12 April 2014

Humans to be Deboned (Again) (Film at Eleven)

Is there a nefarious plot afoot to remove our bones? Maybe. A New World Order is coming – and it could be largely if not entirely boneless.

When I first floated this idea two years ago (passing out flyers on the red carpet outside the Animal Awards extravaganza) I was called ‘crazy’ and roughly escorted from the premises.  But much has happened since then – the long-overdue Hall & Oates reunion, a new Steely Dan album, the 75th birthday of (The Wreck of the) Gordon Lightfoot – and, in light of new evidence that the noose is tightening and our bones could be forcibly removed sooner than we think, I have decided to risk public ridicule and possible execution by drone in order to bravely revisit what may be the most important issue of our times.

First, before you label me anything, check out these photos I found of hundreds of trucks moving what appear to be a large number of de-boning machines into the basement at Dodger Stadium.  Lure 'em in for a ball game, fill 'em with beer and brats, debone 'em and send 'em home none the wiser – it's the oldest trick in the book.

Then take a close look at these satellite images of what appear to be large de-boning camps being constructed in Idaho and Wyoming.  Not so easily dismissed.

This leaked memo appears to indicate (if you read between the lines a bit) that immigration restrictions have been relaxed to fast-track things specifically for one category of employment: butchers.  In other words, trained de-boners. 

           Those who fail to study history are doomed to repeat it.

–Famous Quote

Note also the precipitous increase in boneless characters in film and television, viz. SpongeBob Squarepants and most of his pals, Butterbean on The Rosenschweig Girlz, and Joan on Mad Men appears from certain angles oddly boneless.  Word is (can’t find the link, Google it) that NBC wanted to replace Leno with a jellyfish but worried it would be a little too obvious, opting instead for Jimmy Fallon, who so far appears to have all his bones but we’re watching, won’t be at all surprised to see him slip up at some point and expose his deeply boneless nature.

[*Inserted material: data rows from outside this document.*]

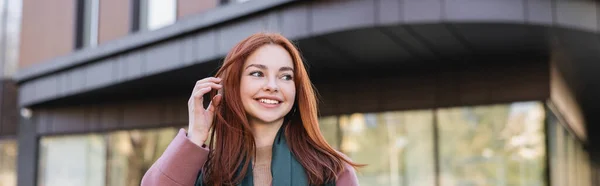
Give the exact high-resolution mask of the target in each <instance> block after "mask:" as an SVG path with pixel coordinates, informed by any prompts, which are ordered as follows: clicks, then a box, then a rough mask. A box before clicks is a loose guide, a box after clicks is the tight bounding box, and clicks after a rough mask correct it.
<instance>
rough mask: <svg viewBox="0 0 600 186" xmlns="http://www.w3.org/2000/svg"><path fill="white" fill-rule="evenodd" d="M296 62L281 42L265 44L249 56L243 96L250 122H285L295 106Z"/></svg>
mask: <svg viewBox="0 0 600 186" xmlns="http://www.w3.org/2000/svg"><path fill="white" fill-rule="evenodd" d="M293 67H294V63H293V61H292V58H291V56H290V54H289V53H288V52H287V50H285V49H284V48H283V47H281V46H279V45H274V44H269V45H264V46H262V47H260V48H258V49H257V50H256V51H254V52H253V53H252V54H251V55H250V56H248V58H247V59H246V61H245V63H244V66H243V69H242V77H241V82H240V97H241V99H242V104H243V105H244V109H245V110H246V113H247V115H248V119H249V121H250V123H251V124H271V123H279V122H283V118H284V116H285V115H286V114H287V113H288V112H290V110H291V109H292V106H293V105H294V100H295V96H296V86H295V83H294V68H293Z"/></svg>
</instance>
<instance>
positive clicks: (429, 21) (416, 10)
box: [402, 0, 443, 23]
mask: <svg viewBox="0 0 600 186" xmlns="http://www.w3.org/2000/svg"><path fill="white" fill-rule="evenodd" d="M402 1H403V2H402V3H403V4H402V12H403V14H402V17H403V20H404V22H406V23H428V22H440V21H441V20H442V17H443V15H442V12H443V11H442V9H443V7H442V0H402Z"/></svg>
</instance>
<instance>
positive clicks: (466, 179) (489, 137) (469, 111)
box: [319, 102, 547, 186]
mask: <svg viewBox="0 0 600 186" xmlns="http://www.w3.org/2000/svg"><path fill="white" fill-rule="evenodd" d="M545 118H546V117H545V110H544V105H543V104H542V103H540V102H519V103H511V104H501V105H486V106H475V107H456V108H443V109H435V110H413V111H389V112H381V113H354V114H349V115H340V116H327V117H322V118H320V119H319V122H320V123H319V124H320V128H321V132H322V133H323V135H324V136H325V139H326V140H327V142H328V143H330V144H331V145H332V146H333V147H334V148H337V149H338V150H340V151H341V152H343V153H345V154H346V155H348V156H349V157H350V158H351V159H352V160H354V161H356V162H358V163H364V164H367V165H368V166H366V167H364V168H363V169H361V172H360V174H358V177H359V182H360V185H366V186H368V185H393V186H421V185H423V186H438V185H439V186H460V185H470V186H484V185H486V186H505V185H514V186H544V185H546V184H547V181H546V165H547V164H546V161H547V158H546V142H545V140H546V135H545V131H544V126H545V125H544V122H545Z"/></svg>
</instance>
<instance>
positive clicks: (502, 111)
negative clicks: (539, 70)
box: [437, 102, 545, 186]
mask: <svg viewBox="0 0 600 186" xmlns="http://www.w3.org/2000/svg"><path fill="white" fill-rule="evenodd" d="M437 114H438V122H439V123H438V126H439V141H438V143H439V148H440V149H439V150H440V154H439V163H440V169H441V170H440V185H442V186H458V185H482V186H483V185H498V186H503V185H515V186H516V185H519V186H541V185H545V179H544V170H545V142H544V139H545V135H544V130H543V126H544V125H543V122H544V118H545V115H544V109H543V105H542V104H540V103H537V102H528V103H514V104H509V105H494V106H479V107H462V108H449V109H440V110H438V111H437Z"/></svg>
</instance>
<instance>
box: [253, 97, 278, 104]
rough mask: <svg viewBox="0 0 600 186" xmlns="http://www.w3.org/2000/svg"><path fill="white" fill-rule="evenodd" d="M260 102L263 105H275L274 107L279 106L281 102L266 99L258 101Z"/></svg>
mask: <svg viewBox="0 0 600 186" xmlns="http://www.w3.org/2000/svg"><path fill="white" fill-rule="evenodd" d="M258 101H260V102H261V103H266V104H273V105H275V104H279V101H277V100H272V99H265V98H262V99H258Z"/></svg>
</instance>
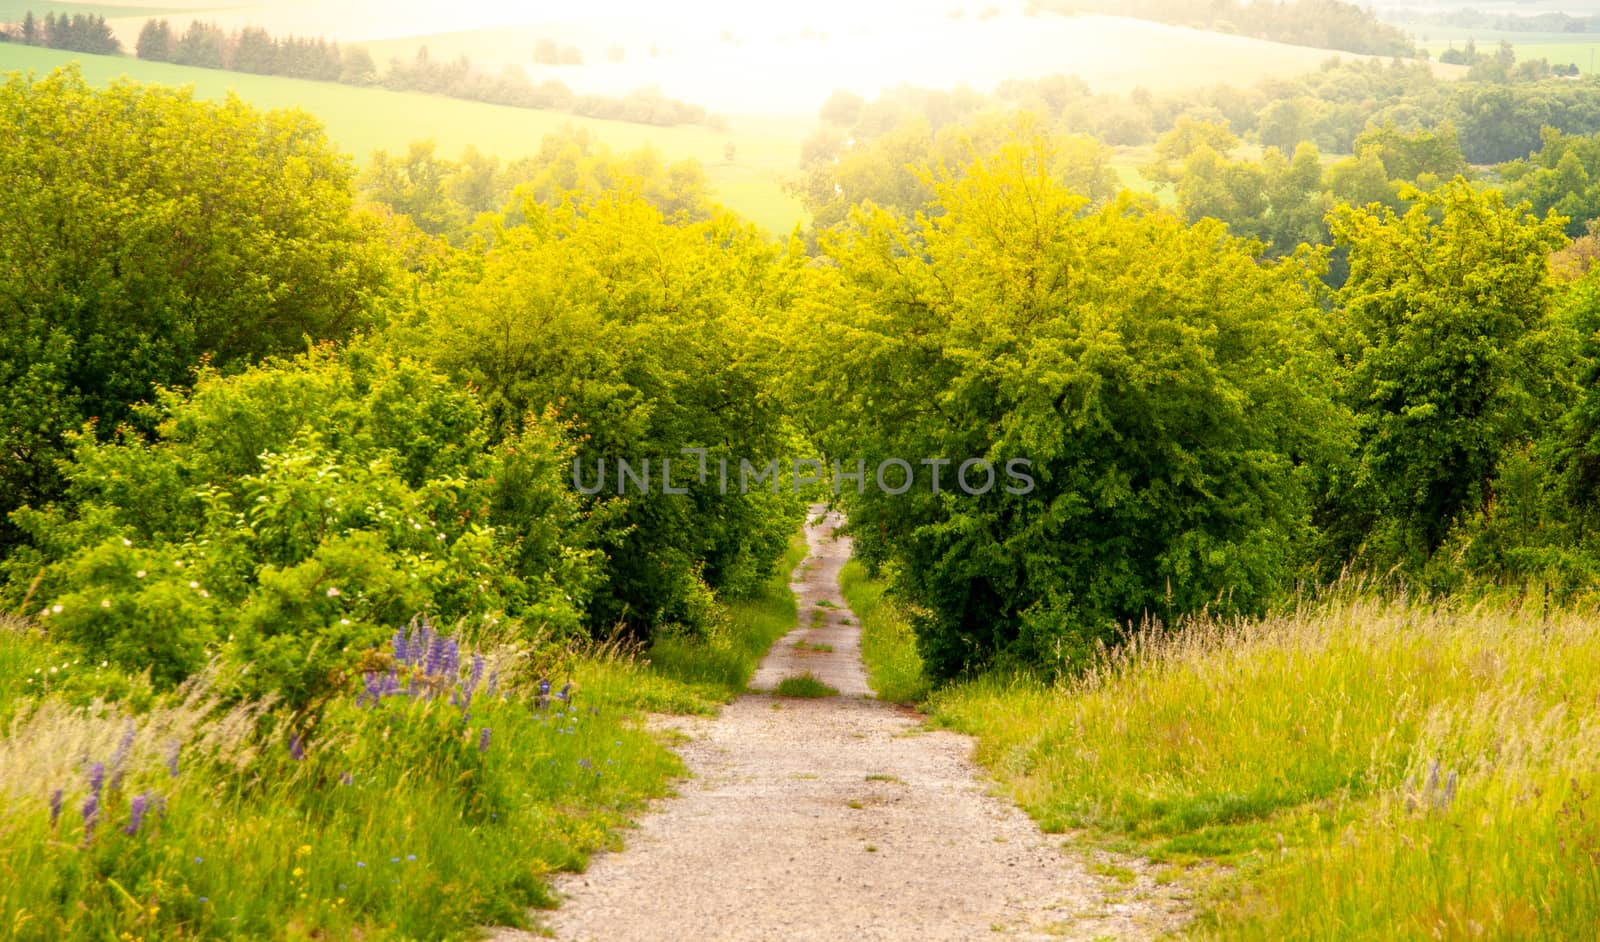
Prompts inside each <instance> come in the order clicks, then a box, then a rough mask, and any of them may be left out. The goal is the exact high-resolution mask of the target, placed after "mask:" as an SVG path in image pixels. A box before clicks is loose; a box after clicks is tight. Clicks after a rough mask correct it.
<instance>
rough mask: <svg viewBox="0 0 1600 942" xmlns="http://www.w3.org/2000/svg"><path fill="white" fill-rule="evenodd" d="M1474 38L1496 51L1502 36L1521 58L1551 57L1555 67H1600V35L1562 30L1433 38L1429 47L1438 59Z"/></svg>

Rumors of experimental de-boning of terrorists and their sympathizers at Gitmo and elsewhere remain unconfirmed but are likely true if you think about it.  You’ve seen the shots of dogs being sicced on people, and what do dogs love most?  Yep: Bones.  Ask yourself, How low have we sunk morally, as a nation, to allow the de-boning of our enemies without a fair and open trial in which they are allowed to confront and cross-examine their de-boners?

So there are in fact many signs pointing to this, nothing conclusive mind you, but it does tingle the ol' spidey sense.  Even many who would label me ‘crazy’ do not attempt to argue that it could not happen, that it’s physically impossible.  If The Powers That Be decided that the masses needed to be de-boned, it would take some mobilization but it is absolutely achievable.  It might not even be that difficult.  Many people, it seems, if promised some new gizmo or a free ocean cruise would sprint for the de-boning machines and joyously hurl themselves in.

Instead, the Doubting Edgars and Ednas
TM generally argue in terms of motive.  Why (they ask)?  Why the great deboning, and why now?
To answer this, we must begin by asking:  Cui bone-o?  (That’s Latin for ‘To whose bone-efit?’)

Off the top of my head I can think of a number of reasons, which ultimately boil down (like the proverbial soupbone) to a single reason: Control.  A boneless, spineless populace is a placid, pliant populace, manipulated simply by the pleasantly pulsating pullulations of popular polka or Penelope Purple*.   Or perhaps they want the bones for some other use, say as skeletal material for the next generation of robots. They would still make the exoskeletons out of titanium of course, but so far man has created no better material for making bones than natural human bones.  It really is that simple.

These speculations are however quite beside the point, for the burden of proof is not on those who believe but on those who do not.  Just because I can’t explain why, doesn’t mean that clear warning signs that a massive program of compulsory de-boning is already well under way can be safely ignored.  There are lots of things we don’t understand why, like tidal waves, but we still build floodwalls and insure our most valuable possessions.  No, the burden of proof is on the other side, to prove They aren’t plotting to de-bone me and everything I hold dear.

So I have a bone to pick with the de-boner skeptics, the non-de-boners or de(bo)ne(r)ialists.  Show me why I shouldn’t be obsessing about the great deboning.  Demonstrate conclusively and beyond the shadow of a doubt that I’m not about to be de-boned.  Prove it to my skeptical mind.  Is this really too much to ask?  If it’s so obvious, it should be easy to prove using demonstrable facts.

Stay “tuned” for more updates, as the situation evolves.

This is Boney McJoyless signing off, wishing all my friends a good and boneful day, or as the French say, Bone jour

*So many words with p and l, meaningful or #completelypointless? Vote now on Twongle.